Emu, il laisse s’éloigner le cortège, gravit quelques marches et s’arrête devant la grange, pensif. Comme chaque année, en ce 10 juin, on commémore le massacre d’Oradour-sur-Glane, village martyr où 642 personnes, hommes, femmes et enfants trouvèrent la mort. Comme chaque année, Robert Hebras se rappelle. Il y a 56 ans, jour pour jour, la division SS «Das Reich» l’emmena de force avec les autres hommes du village dans la grange Laudy. Leur sort était scellé. Ils étaient destinés à être mitraillés puis brûlés…

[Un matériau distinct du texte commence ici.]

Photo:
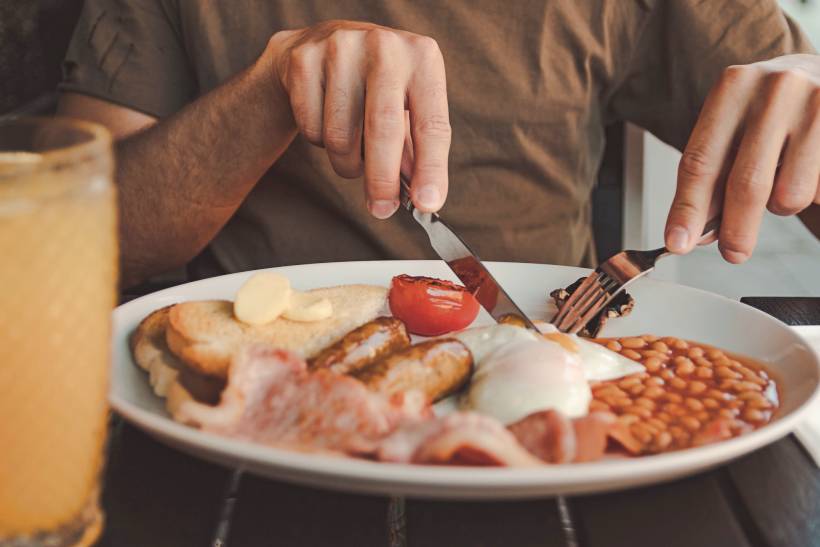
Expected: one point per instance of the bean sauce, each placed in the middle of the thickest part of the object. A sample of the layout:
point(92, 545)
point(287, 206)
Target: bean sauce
point(690, 394)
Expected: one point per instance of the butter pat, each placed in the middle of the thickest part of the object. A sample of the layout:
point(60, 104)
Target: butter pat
point(262, 299)
point(307, 307)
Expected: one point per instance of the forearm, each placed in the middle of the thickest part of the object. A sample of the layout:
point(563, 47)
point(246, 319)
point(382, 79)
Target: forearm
point(182, 179)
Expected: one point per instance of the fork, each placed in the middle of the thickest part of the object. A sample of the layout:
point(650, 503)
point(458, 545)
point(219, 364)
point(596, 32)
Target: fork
point(609, 279)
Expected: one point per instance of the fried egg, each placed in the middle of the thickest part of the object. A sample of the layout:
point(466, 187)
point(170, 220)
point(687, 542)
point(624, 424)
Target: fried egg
point(518, 371)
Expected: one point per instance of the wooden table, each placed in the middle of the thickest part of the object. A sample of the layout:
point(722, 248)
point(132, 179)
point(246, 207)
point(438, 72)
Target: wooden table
point(156, 496)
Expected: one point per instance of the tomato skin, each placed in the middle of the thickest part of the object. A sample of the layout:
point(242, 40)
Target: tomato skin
point(429, 306)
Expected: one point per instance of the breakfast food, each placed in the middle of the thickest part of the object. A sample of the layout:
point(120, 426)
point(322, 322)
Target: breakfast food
point(436, 368)
point(355, 383)
point(362, 346)
point(205, 334)
point(620, 306)
point(690, 395)
point(431, 307)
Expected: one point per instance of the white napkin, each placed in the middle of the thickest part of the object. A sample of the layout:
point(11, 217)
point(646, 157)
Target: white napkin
point(808, 432)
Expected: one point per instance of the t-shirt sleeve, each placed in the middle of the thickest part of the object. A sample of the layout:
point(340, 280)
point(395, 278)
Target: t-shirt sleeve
point(683, 49)
point(132, 54)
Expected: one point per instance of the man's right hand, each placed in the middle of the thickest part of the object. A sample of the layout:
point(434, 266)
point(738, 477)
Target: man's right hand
point(350, 85)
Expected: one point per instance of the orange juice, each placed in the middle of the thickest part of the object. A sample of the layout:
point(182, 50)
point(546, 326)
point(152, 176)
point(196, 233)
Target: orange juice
point(57, 291)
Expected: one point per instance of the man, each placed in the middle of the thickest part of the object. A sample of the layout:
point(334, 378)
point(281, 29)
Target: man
point(221, 108)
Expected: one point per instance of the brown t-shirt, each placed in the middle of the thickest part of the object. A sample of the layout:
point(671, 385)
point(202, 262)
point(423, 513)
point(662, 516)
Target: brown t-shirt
point(531, 86)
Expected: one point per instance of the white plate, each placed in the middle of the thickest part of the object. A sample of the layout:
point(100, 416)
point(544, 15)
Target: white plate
point(662, 308)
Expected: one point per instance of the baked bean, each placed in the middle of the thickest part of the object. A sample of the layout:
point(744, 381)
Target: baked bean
point(704, 373)
point(752, 415)
point(628, 382)
point(690, 422)
point(685, 369)
point(728, 385)
point(673, 397)
point(628, 419)
point(658, 424)
point(726, 372)
point(621, 402)
point(653, 364)
point(728, 412)
point(663, 440)
point(714, 354)
point(677, 383)
point(664, 417)
point(639, 411)
point(640, 432)
point(636, 390)
point(681, 344)
point(633, 343)
point(717, 394)
point(631, 354)
point(704, 384)
point(701, 362)
point(674, 409)
point(694, 404)
point(695, 352)
point(747, 386)
point(697, 387)
point(611, 390)
point(653, 392)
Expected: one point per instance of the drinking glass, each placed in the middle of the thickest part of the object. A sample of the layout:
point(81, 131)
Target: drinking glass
point(58, 276)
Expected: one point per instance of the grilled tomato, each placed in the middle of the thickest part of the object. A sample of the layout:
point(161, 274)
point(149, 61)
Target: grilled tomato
point(430, 306)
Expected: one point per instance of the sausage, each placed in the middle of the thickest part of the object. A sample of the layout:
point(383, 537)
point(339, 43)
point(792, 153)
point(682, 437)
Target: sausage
point(362, 346)
point(435, 367)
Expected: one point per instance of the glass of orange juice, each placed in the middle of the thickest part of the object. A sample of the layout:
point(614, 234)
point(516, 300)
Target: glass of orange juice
point(58, 276)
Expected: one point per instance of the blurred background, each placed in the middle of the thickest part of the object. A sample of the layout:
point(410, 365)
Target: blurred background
point(636, 181)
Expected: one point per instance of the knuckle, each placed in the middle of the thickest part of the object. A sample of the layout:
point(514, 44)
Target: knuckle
point(382, 185)
point(434, 127)
point(735, 74)
point(748, 183)
point(386, 121)
point(382, 39)
point(694, 163)
point(338, 42)
point(790, 199)
point(735, 241)
point(338, 139)
point(684, 208)
point(426, 46)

Agé à l’époque de 19 ans, Robert Hebras en réchappa miraculeusement. Les Allemands le laissèrent pour mort puis mirent le feu. C’est quand il sentit cette intense chaleur sur son bras gauche et sur son crâne qu’il se décida à partir. «Je pensais qu’ils attendaient dehors. J’étais persuadé que j’allais être fusillé mais la douleur était trop forte. Mes cheveux brûlaient. Je ne pouvais endurer une telle souffrance. Je me suis levé. Ils n’étaient plus là. Jamais je n’oublierai.»
Ils furent six à s’enfuir de la grange. L’un d’eux fut rattrapé puis tué. Seuls deux d’entre eux peuvent encore témoigner aujourd’hui. Samedi plus de 500 personnes honoraient, en silence, les martyrs d’Oradour.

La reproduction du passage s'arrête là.